Databricks Community

SepidehEb · ‎04-03-2024

Unity Catalog (UC) is Databricks unified governance solution for all data and AI assets on the Data Intelligence Platform. UC is central to implementing MLOps on Databricks as it is where all your assets reside and are governed. Therefore, using UC is a prerequisite for all of the practices we recommend in the MLOps Gym series. In this article, we will give you recommendations on how to organize UC properly to be scalable and future-proof. We will address questions such as:

How should you organize use cases/projects?
How should you organize raw data, features, models, and assets of each use case?
What privileges should each role in the team have?
Do you need a playground area for development?
Should you leverage managed or external tables?
How should you access your ML assets from outside Databricks, e.g., AzureML or Amazon SageMaker?

Unity Catalog Overview

Centralizing governance on Databricks with Unity Catalog brings a multitude of benefits.

Your users and groups are no longer bound to the workspace —they're managed centrally at the account level (Check out the identity federation documentation). This means that managing access permissions across different workspaces is simpler too. In this setup, you can create your assets in any workspace and use them in others, provided the right permissions have been granted.

Before moving on to the next section, it is crucial that you understand the UC terminology including metastores, catalogs, tables, etc. Unity Catalog’s documentation and the Big Book of MLOPs v2 provide detailed definitions of all the terms in a generic sense and in the context of MLOps respectively.

Managed vs External

Tables and volumes can be managed or external. Data meant to be processed on and accessed only within Databricks best be stored in managed tables/volumes. Managed tables are low maintenance and enjoy enhanced performance.

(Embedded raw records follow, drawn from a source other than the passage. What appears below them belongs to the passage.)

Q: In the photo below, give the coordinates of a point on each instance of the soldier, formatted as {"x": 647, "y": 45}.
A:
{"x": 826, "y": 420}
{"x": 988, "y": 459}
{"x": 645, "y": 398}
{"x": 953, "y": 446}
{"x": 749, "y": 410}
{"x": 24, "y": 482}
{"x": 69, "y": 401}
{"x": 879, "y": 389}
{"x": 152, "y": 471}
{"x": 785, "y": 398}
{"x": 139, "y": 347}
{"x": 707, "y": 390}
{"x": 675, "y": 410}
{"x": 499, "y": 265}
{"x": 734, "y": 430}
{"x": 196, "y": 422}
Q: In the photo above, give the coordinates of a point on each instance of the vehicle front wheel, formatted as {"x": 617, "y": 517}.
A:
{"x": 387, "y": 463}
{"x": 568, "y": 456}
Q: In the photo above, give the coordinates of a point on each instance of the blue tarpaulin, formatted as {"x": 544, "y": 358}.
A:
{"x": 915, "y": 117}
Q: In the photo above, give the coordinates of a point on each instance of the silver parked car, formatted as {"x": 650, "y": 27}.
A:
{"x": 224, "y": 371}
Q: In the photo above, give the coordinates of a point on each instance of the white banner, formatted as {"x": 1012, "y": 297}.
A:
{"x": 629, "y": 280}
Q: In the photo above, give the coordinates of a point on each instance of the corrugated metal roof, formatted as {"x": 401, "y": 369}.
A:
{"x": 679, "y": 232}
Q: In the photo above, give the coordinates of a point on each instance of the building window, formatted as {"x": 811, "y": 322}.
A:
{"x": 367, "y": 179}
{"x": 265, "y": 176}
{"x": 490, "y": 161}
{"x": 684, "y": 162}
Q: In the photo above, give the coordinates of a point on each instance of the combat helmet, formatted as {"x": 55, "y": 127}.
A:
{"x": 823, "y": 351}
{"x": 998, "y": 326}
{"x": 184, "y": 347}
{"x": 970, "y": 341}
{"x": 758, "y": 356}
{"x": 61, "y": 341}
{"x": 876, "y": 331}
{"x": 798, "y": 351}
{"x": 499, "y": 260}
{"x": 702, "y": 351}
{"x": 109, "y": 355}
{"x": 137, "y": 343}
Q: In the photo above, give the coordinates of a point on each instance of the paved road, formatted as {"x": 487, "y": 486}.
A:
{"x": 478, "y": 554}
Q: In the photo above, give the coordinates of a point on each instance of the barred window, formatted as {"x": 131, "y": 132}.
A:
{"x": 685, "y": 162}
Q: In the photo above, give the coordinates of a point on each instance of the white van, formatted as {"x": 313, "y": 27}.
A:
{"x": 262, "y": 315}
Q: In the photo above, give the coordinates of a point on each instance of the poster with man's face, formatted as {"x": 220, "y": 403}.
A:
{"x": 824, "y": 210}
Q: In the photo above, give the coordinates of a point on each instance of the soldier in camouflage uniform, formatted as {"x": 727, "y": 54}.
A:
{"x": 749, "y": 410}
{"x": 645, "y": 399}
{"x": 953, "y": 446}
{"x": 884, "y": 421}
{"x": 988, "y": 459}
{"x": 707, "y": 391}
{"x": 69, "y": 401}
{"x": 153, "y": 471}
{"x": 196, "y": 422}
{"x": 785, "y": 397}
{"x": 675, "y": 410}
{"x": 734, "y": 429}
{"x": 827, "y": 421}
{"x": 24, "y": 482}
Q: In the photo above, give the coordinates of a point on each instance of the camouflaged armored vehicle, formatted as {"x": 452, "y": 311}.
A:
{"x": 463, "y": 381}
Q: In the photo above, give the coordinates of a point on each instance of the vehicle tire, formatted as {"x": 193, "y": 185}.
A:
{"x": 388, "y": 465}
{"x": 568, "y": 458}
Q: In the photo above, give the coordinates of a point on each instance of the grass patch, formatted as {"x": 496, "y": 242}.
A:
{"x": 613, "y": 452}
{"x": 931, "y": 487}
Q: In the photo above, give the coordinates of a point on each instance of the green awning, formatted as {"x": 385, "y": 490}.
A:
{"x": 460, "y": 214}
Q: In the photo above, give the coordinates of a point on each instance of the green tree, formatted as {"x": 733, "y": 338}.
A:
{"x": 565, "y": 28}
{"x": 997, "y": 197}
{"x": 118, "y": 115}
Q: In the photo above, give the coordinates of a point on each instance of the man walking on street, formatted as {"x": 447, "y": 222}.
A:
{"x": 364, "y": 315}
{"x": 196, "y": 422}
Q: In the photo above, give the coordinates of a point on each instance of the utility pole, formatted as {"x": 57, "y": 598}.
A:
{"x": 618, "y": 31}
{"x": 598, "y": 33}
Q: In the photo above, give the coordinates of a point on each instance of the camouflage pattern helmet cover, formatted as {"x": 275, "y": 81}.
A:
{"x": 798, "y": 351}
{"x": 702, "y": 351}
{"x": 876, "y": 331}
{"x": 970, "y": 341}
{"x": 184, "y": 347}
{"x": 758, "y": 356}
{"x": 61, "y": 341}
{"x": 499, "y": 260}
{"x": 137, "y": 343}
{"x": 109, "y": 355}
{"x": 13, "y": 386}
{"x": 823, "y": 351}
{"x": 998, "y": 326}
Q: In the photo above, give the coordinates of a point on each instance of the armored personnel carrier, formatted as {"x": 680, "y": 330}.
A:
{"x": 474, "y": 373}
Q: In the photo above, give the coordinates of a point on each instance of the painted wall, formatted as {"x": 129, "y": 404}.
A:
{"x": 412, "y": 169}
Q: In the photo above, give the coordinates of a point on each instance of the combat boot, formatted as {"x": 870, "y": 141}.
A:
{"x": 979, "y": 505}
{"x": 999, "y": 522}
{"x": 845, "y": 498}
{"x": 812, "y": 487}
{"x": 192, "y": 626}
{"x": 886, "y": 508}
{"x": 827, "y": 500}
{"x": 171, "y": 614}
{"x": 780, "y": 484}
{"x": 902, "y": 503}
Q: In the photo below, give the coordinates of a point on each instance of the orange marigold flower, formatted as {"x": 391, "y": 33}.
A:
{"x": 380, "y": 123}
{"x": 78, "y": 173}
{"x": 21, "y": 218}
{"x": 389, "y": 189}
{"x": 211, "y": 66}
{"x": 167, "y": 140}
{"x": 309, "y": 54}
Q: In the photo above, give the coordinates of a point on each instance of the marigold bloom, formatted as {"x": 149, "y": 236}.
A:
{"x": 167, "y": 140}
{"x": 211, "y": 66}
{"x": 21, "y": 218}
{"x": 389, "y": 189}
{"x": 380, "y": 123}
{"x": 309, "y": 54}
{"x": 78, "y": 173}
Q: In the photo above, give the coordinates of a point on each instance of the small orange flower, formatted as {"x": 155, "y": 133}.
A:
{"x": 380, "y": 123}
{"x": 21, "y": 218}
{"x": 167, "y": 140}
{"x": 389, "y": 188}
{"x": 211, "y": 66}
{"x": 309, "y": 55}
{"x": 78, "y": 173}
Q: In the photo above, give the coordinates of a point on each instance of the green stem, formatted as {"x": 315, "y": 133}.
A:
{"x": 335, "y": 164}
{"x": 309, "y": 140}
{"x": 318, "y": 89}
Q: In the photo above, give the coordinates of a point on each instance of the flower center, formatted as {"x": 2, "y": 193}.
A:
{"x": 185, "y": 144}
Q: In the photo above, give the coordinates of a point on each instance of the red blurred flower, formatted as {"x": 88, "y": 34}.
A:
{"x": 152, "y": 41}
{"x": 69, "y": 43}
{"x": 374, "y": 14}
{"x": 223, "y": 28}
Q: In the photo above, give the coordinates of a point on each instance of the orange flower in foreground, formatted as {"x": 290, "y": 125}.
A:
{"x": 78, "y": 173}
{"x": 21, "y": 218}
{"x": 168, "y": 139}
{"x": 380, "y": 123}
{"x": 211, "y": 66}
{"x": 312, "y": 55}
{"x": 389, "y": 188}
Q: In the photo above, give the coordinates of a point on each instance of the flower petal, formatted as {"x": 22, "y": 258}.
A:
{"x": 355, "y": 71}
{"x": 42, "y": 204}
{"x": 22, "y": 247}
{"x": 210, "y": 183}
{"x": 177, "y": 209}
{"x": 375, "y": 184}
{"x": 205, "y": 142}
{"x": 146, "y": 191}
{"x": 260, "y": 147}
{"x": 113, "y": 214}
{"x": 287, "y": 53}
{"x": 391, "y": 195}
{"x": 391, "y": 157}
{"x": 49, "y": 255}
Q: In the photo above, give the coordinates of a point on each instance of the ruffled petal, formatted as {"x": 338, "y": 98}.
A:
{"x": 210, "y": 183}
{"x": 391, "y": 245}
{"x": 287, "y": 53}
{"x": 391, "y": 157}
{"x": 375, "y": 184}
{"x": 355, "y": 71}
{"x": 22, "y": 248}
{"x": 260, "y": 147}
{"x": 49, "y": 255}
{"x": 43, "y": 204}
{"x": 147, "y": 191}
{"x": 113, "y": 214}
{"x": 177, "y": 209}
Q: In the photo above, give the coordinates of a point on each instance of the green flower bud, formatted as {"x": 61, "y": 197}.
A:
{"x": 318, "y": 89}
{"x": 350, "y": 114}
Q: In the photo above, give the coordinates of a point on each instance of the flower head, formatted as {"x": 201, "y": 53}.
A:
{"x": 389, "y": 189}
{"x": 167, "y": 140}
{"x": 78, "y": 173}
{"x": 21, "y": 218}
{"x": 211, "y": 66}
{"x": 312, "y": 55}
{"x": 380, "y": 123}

When working with managed tables/volumes, one caveat is that their content is not accessible to outside tools without going through a Databricks cluster or SQL warehouse. In the context of MLOps, this point becomes particularly pertinent as an ML pipeline encompasses data from different sources and might serve different downstream applications.

Depending on your architecture, you might need direct access to the data by external tools such as AWS SageMaker or AzureML. In such cases, you should store your assets in external tables/volumes on UC.

How to organize your business assets in UC?

Now that you are familiar with the different objects in UC, let’s examine what decisions you have to make to organize your data and AI assets. When working with a three-level namespace, you have to think about how to organize your content in the following three dimensions.

Team

The size and complexity of your organization have an important role in designing your UC layout.

At one end of the spectrum - e.g. in large organizations or where different teams are operating completely independently from one another out of choice or due to regulations - customers could choose a high level of segregation between different teams’ data and AI assets, and therefore have a separate catalog/schema per team. In this case each team - including the data science team - has permission to work with their dedicated catalog/schema and is completely cut off from other teams’ assets.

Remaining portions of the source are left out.